The question is: Does this stipulation in the bond operate as a defense to an action to enforce stockholders’ liability ? And in that case it was held that it did. The court in that case thought the question before them was entirely different from the one presented in Railway Co. v. Spangler, 44 Ohio St. 471 [8 N. E. Rep. 467], and Insurance Co. v. Leslie, 47 Ohio St. 409 [24 N. E. Rep. 1072]. Now if this was a question which involved only the private benefit of a creditor, a creditor might waive such liability, but if it was' intended to affect citizens of the state other than mere creditors, or was adopted to remedy an existing evil in the management and conduct of corporations, and as an incentive, to a more careful management thereof, then it is a question of public policy and becomes binding, and parties may not waive its operation. Evidently, such was the intent and purpose of the framers of the constitution, when they inserted the stockholders’ double liability clause in that instrument.

It was discussed fully in the constitutional convention by such jurists as Judge Ran'ney and others, and its force and effect stated and commented upon — that corporations were engrossing the business interests of the country and had become so numerous throughout the state that it was necessary for the protection and benefit of the public that such provision should be made. These eminent jurists saw in the future the increase, and they referred to it, of corporations, and their *318absorption of the business of the country and their influence; and they have increased in vast, proportions, both as to wealth and numbers. They hold a prominent place today in all the business interests of this state and nation. They are accumulating and have accumulated vast influence over those business interests, and over thousands, if not millions, of our people.

It was well, as these eminent jurists stated, that some restrictions' should be placed upon such corporations, to bring them somewhere near to the condition of a simple partnership, and in some way compel the stockholders to see to it that their agents and officers perform their duties and manage the affairs of such corporation with care and fidelity to all, not only with reference to their creditors, but with reference to the public and the laws of the state. And this individual liability is an incentive to compel shareholders to see that their agents and servants carry out and obey the laws of the state, and manage their business with care, honesty and fidelity so as to form a safeguard to the interests of the public as well as that of the shareholders.

That the public is interested in this may be illustrated by reference to the numerous cases in our courts where strangers recover large judgments against corporations for injuries suffered from the dangerous machinery used so largely by these corporations, and the negligence of their agents and servants; and, hence, the public is deeply interested in the careful management of such machinery, and in the carefulness and fidelity of such agents and servants, and in the solvency of such corporations, and in the individual liability of the stockholders for such wrongs in case of the insolvency of such corporations.

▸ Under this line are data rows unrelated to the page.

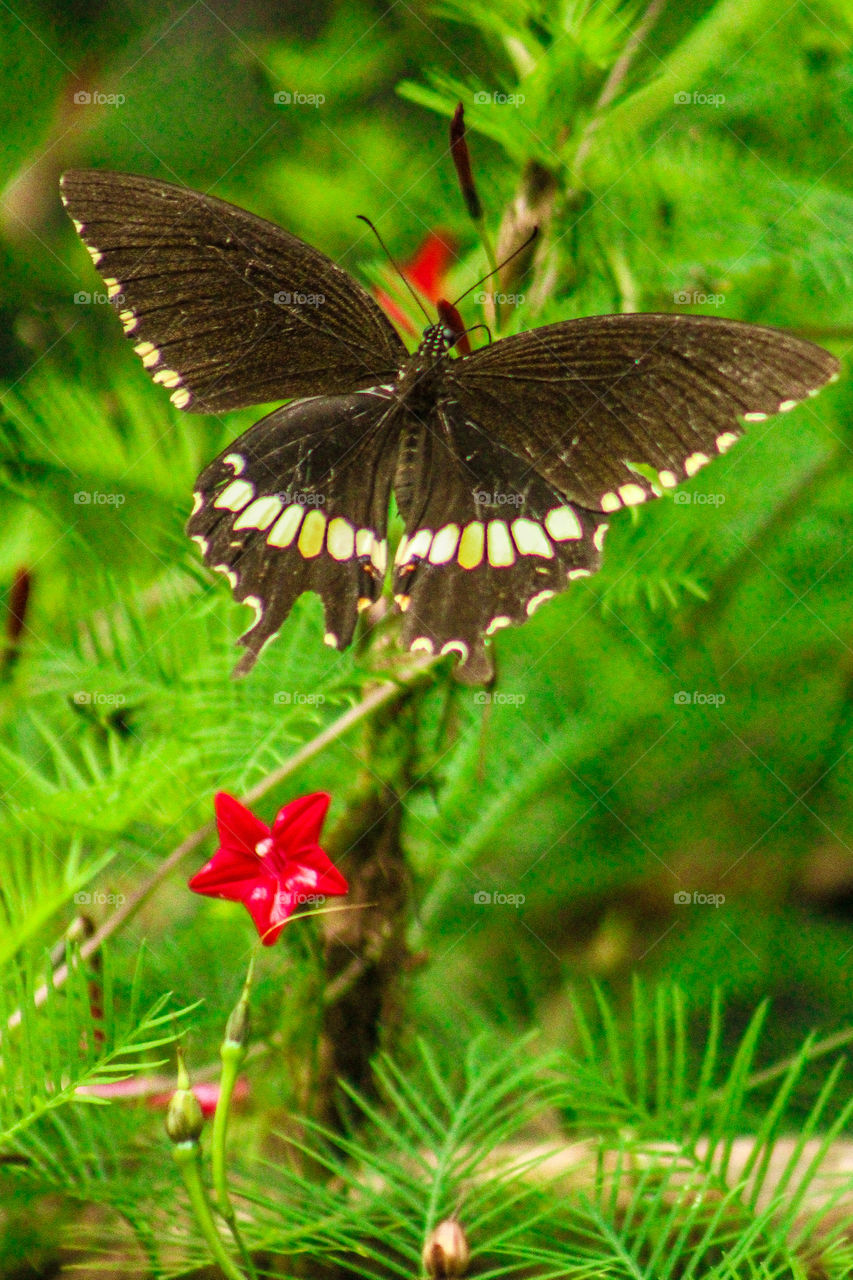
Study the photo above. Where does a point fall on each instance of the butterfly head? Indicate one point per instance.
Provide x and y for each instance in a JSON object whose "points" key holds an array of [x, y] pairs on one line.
{"points": [[438, 338]]}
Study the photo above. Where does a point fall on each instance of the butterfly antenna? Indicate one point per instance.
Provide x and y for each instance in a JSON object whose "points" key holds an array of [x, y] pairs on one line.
{"points": [[407, 283], [500, 266]]}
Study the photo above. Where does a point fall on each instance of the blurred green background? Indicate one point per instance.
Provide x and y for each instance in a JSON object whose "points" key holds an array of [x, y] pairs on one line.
{"points": [[679, 725]]}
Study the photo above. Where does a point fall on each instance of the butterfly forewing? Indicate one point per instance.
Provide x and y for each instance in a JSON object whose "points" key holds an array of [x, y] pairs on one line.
{"points": [[583, 402], [505, 464], [299, 503], [226, 309]]}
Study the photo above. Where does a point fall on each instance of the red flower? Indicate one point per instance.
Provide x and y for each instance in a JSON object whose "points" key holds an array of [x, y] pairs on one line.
{"points": [[270, 871], [427, 272]]}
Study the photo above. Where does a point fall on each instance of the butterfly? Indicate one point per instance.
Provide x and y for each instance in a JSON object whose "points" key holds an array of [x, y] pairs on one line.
{"points": [[505, 464]]}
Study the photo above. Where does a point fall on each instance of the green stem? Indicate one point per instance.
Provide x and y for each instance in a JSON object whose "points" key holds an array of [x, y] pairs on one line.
{"points": [[187, 1157], [232, 1054]]}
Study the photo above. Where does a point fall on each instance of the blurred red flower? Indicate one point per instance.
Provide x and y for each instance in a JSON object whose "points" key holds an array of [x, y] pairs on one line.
{"points": [[272, 871], [427, 270]]}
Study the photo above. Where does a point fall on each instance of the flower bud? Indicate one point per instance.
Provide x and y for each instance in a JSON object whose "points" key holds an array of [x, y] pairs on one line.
{"points": [[461, 158], [238, 1020], [185, 1118], [446, 1252]]}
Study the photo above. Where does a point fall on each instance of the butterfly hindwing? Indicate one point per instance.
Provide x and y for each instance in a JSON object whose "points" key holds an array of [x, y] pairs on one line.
{"points": [[226, 309], [300, 503], [486, 544], [585, 401]]}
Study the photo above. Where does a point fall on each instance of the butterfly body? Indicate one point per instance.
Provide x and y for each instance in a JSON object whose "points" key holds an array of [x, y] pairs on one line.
{"points": [[506, 464]]}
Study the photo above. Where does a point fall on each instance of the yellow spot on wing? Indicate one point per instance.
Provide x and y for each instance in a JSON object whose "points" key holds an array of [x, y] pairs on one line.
{"points": [[283, 531], [500, 544], [341, 539], [530, 539], [470, 547], [313, 534], [236, 496]]}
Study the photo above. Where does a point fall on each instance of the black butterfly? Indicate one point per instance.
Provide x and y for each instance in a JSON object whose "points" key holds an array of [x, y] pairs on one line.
{"points": [[505, 464]]}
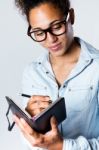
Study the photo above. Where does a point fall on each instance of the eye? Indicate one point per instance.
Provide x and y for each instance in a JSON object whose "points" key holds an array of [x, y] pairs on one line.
{"points": [[38, 33], [57, 26]]}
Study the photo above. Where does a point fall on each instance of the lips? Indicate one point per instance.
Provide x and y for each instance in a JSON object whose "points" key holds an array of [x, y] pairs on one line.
{"points": [[55, 47]]}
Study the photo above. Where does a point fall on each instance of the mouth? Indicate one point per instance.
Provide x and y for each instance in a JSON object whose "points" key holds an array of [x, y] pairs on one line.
{"points": [[55, 47]]}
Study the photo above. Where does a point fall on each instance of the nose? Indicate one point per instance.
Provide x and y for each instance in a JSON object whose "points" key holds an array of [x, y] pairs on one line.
{"points": [[51, 38]]}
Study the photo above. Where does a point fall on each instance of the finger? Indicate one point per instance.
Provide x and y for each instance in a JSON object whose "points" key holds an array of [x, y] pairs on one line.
{"points": [[38, 98], [54, 124], [23, 125]]}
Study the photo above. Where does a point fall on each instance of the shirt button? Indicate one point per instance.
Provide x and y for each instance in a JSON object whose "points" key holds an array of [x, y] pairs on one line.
{"points": [[47, 72], [91, 87], [69, 90], [64, 86]]}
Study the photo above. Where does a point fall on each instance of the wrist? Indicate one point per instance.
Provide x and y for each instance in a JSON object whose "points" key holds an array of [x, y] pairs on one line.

In every case that has gone to the Supreme Court on the question of that liability the matter has been spoken of as a question of public policy. In the case of Brown v. Hitchcock, 36 Ohio St. 667, Judge White, pages 679, 680, says:

“ These provisions are intended to guard against improvidence in contracting debts on behalf of corporations, and to gh’e security to creditors. These objects are best accomplished by attaching the liabilities to those under whose control the corporation is operating, and who are known to those dealing with it as the persons interested.”

So that 'he considered and regarded it as something more than a mere provision for the creditors’ private benefit.

Judge Johnson in his dissenting opinion on another question, page 689, says:

“ Under the liberal policy of past state legislation, authorizing corporations for almost every kind of business, having its inception and a large development under the constitution of 1802 and a still larger one *319under that of 1851, a vast amount of the individual property of the state is represented by shares in such corporations.
‘ ‘ Any legislation or any decision which materially affects the character and value of this species of property, heretofore so liberally fostered and encouraged, is a matter of great public concern.
“The constitutional provision under consideration was intended to remedy an existing evil, and to provide an additional security to creditors.”

In Boice v. Hodge, 51 Ohio St. 236, 238 [37 N. E. Rep. 265; 46 Am. St. Rep. 569], this is stated by Bradbury, J., page 238:

“ The liability of stockholders is founded upon Sec. 3 of Art. 13 of the constitution of 1851, and Sec. 3258 Rev. Stat. The subject was of sufficient importance to have thus secured the attention of the convention that framed our present constitution, and, we think, that in view of this constitutional provision, and the legislation founded upon it, the principle of holding stockholders of corporations liable for corporate debts is within the public policy of the state, and that the statute should be construed so as to constitute it a substantial provision for the benefit of the corporate creditors.”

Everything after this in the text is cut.